The extracellular accumulation of adenosine is a central mechanism of immune evasion within the tumor microenvironment. Elevated adenosine levels—driven by hypoxia, chronic inflammation, and upregulated ectonucleotidase activity, primarily through ectonucleoside triphophate diphosphoydrolase 1 and ecto-5′-nucleotidase—induce profound immunosuppression and promote tumor progression. In this setting, adenosine acts mainly through 2 G protein–coupled receptors, the adenosine A2A receptor (A2AAR) and the adenosine A2B receptor (A2BAR), which modulate diverse immune and stromal cell populations. A2AAR signaling suppresses the effector activity of cytotoxic T lymphocytes and natural killer cells, whereas A2BAR activation exerts broader effects by amplifying myeloid-derived immunosuppression, driving stromal remodeling, and fostering angiogenesis and metastatic dissemination. This review provides a comprehensive overview of the distinct and converging roles of A2AAR and A2BAR in immune, stromal, and tumor compartments. We critically analyze current strategies for developing selective and dual A2AAR/A2BAR antagonists, with a focus on structure-activity relationships, scaffold optimization, and pharmacokinetic profiling. In addition, we examine ongoing clinical trials and emerging combination therapies involving A2AAR and A2BAR antagonists in conjunction with immune checkpoint inhibitors, adoptive cell therapies, enzymatic axis blockade, radiotherapy, and classical chemotherapy.
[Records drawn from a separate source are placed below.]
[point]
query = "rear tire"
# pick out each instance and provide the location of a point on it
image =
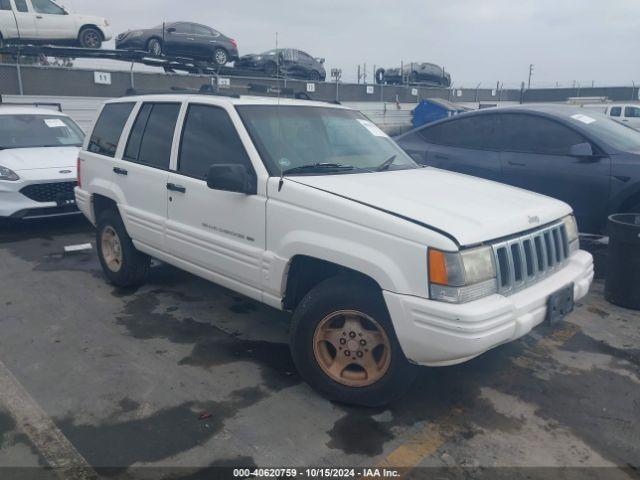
(154, 47)
(122, 263)
(90, 38)
(362, 363)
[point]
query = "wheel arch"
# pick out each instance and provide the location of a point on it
(95, 27)
(304, 272)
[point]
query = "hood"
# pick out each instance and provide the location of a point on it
(470, 209)
(20, 159)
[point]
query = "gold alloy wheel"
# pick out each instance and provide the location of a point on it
(352, 348)
(111, 249)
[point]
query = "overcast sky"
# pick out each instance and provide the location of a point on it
(476, 40)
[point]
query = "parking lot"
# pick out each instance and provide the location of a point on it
(184, 374)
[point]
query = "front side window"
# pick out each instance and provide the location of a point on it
(204, 31)
(32, 131)
(209, 138)
(535, 134)
(21, 5)
(475, 132)
(47, 7)
(632, 112)
(152, 135)
(183, 28)
(615, 111)
(106, 134)
(289, 137)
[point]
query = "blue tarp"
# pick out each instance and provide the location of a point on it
(433, 109)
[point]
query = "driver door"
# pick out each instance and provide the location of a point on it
(217, 234)
(53, 22)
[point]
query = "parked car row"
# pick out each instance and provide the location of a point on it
(578, 156)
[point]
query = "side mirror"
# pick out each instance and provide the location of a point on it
(231, 177)
(581, 150)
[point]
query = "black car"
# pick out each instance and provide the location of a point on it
(287, 61)
(414, 74)
(583, 158)
(181, 39)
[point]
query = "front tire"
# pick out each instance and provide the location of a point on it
(90, 38)
(344, 345)
(122, 263)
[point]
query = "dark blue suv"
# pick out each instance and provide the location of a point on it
(572, 154)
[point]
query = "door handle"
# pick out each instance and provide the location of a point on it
(176, 188)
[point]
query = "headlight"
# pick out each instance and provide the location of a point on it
(8, 174)
(461, 277)
(573, 238)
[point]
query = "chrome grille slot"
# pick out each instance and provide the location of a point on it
(527, 259)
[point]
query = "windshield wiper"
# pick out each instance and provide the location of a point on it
(387, 163)
(314, 167)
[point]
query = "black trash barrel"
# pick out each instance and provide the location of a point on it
(623, 272)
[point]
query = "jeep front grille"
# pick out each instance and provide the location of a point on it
(529, 258)
(49, 192)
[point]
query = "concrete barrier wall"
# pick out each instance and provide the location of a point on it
(80, 82)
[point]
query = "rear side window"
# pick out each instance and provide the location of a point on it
(106, 134)
(208, 138)
(21, 5)
(534, 134)
(478, 132)
(615, 111)
(632, 112)
(152, 135)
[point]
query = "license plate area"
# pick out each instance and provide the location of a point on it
(560, 304)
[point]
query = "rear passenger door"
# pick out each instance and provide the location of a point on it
(141, 173)
(217, 234)
(465, 145)
(537, 157)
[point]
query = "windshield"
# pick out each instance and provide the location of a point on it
(290, 137)
(613, 133)
(31, 131)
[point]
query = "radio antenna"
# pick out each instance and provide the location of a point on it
(281, 183)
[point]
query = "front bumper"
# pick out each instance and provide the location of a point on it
(436, 333)
(14, 204)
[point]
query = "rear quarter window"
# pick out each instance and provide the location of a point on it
(106, 134)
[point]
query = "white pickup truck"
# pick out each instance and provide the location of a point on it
(44, 21)
(310, 208)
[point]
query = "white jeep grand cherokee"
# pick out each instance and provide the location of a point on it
(309, 207)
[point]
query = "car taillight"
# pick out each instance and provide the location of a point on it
(78, 174)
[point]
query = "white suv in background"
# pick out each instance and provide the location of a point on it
(628, 114)
(44, 21)
(38, 157)
(311, 208)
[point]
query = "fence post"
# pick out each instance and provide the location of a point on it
(19, 71)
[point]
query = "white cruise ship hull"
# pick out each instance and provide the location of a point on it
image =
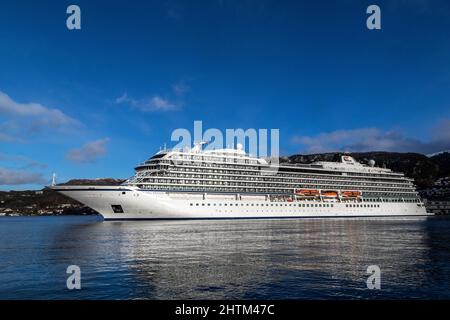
(132, 203)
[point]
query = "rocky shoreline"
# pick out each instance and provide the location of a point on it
(430, 173)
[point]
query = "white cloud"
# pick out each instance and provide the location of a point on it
(374, 139)
(25, 162)
(52, 117)
(89, 152)
(157, 103)
(17, 177)
(180, 88)
(23, 119)
(154, 104)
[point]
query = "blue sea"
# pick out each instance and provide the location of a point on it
(235, 259)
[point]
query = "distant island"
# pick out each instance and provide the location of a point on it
(430, 173)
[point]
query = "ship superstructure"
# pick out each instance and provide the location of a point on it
(229, 183)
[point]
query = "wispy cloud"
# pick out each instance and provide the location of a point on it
(154, 104)
(158, 103)
(180, 88)
(31, 117)
(17, 177)
(374, 139)
(20, 160)
(89, 152)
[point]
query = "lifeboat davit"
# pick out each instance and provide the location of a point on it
(308, 192)
(351, 194)
(329, 194)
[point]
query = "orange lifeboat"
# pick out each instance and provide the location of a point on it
(330, 194)
(308, 192)
(351, 194)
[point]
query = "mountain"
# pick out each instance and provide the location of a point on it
(424, 170)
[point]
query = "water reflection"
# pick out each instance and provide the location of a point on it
(267, 259)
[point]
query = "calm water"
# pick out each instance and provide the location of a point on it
(238, 259)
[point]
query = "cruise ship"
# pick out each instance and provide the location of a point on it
(231, 184)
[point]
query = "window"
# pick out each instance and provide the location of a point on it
(117, 208)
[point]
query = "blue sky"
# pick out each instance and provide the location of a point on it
(94, 102)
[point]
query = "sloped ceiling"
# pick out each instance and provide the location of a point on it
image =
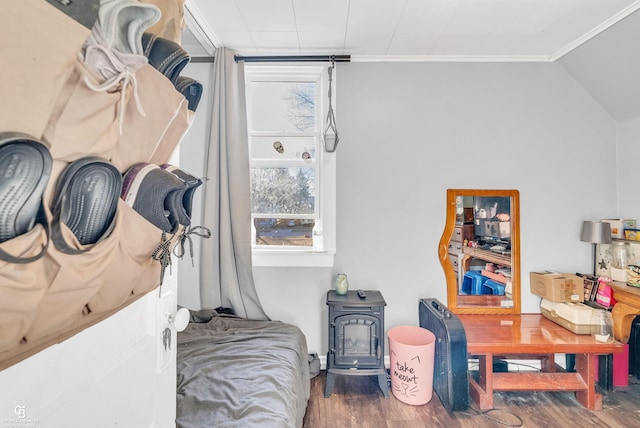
(596, 41)
(608, 67)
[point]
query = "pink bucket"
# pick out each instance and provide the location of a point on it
(411, 354)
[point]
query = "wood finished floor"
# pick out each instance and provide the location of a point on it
(357, 402)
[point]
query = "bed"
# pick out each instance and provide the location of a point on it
(236, 372)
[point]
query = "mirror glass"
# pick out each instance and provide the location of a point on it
(480, 251)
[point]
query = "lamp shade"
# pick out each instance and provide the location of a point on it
(596, 232)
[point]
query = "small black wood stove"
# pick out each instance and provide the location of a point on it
(356, 337)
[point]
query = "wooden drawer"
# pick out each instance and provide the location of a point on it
(454, 262)
(455, 247)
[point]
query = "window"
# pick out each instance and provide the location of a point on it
(292, 177)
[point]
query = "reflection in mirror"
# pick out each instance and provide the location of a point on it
(480, 251)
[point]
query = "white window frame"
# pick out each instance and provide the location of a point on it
(324, 247)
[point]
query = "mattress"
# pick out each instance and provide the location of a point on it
(235, 372)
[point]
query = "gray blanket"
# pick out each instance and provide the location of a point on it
(234, 372)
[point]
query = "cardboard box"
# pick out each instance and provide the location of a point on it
(557, 287)
(632, 234)
(575, 317)
(618, 225)
(495, 229)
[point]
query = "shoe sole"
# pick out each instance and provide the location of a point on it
(158, 203)
(132, 181)
(87, 198)
(25, 168)
(185, 198)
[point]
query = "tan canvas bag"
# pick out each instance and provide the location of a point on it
(38, 48)
(22, 286)
(84, 122)
(171, 22)
(161, 129)
(133, 271)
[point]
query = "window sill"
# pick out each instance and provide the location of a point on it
(289, 258)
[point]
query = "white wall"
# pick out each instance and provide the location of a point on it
(409, 131)
(627, 171)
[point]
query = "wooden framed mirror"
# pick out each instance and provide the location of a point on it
(480, 251)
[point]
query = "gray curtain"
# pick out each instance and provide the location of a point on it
(226, 276)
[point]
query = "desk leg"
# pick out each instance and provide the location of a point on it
(623, 316)
(585, 366)
(482, 391)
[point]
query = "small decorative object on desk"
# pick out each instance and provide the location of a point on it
(602, 326)
(342, 284)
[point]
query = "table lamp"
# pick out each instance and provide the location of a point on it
(596, 232)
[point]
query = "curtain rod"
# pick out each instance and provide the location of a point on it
(295, 58)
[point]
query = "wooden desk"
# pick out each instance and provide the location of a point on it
(486, 255)
(531, 336)
(625, 310)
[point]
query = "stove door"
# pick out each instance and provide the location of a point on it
(357, 341)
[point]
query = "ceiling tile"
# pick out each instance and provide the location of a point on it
(442, 28)
(320, 16)
(267, 15)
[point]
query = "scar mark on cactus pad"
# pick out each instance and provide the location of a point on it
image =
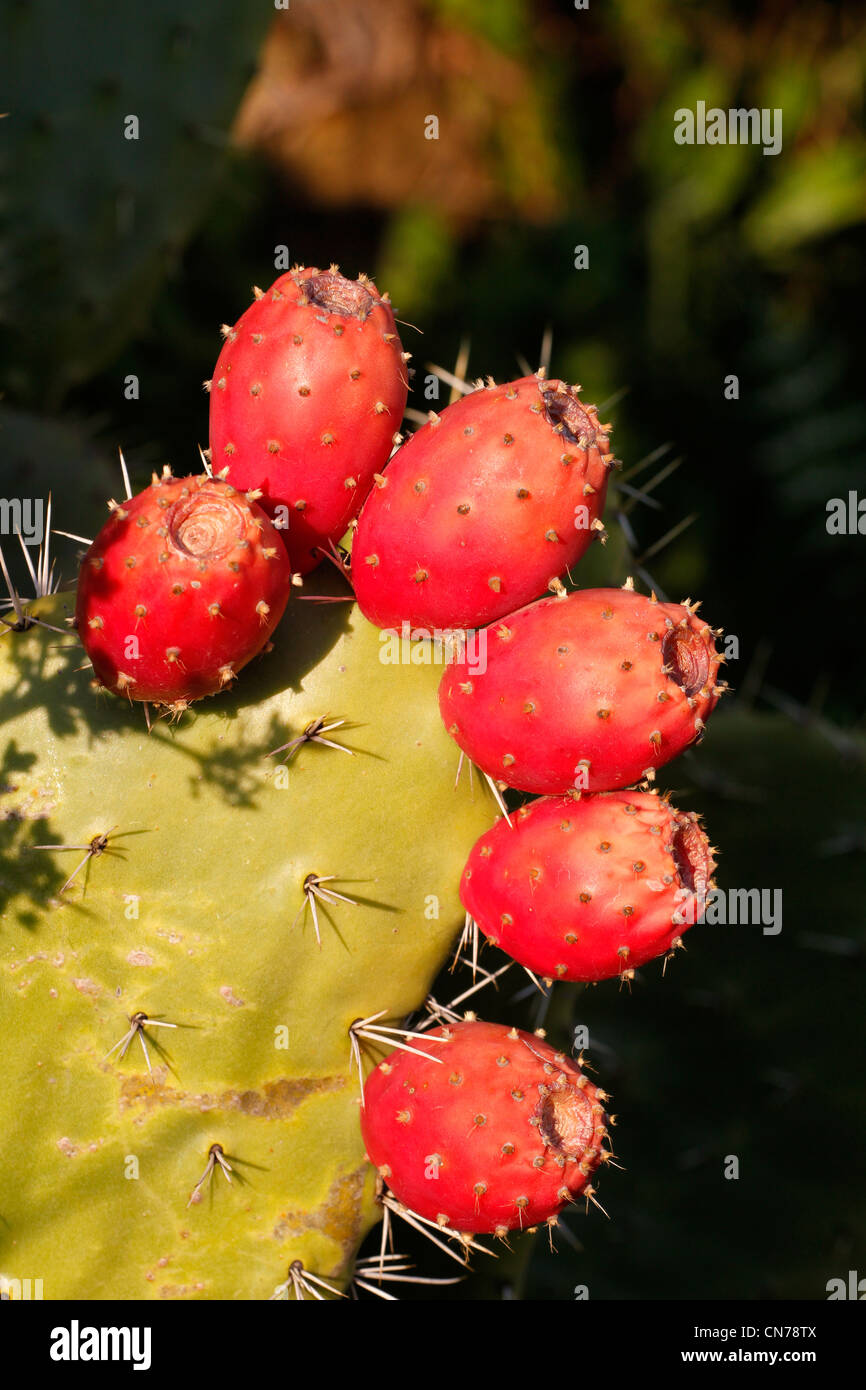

We also underscore the therapeutic potential of dual A2AAR/A2BAR antagonists as a multitarget approach to counteract overlapping immunosuppressive mechanisms. Overall, targeting the adenosine axis—particularly through dual receptor blockade—represents a promising strategy for reprograming the tumor microenvironment, reinvigorating antitumor immunity, and improving the efficacy of cancer immunotherapy.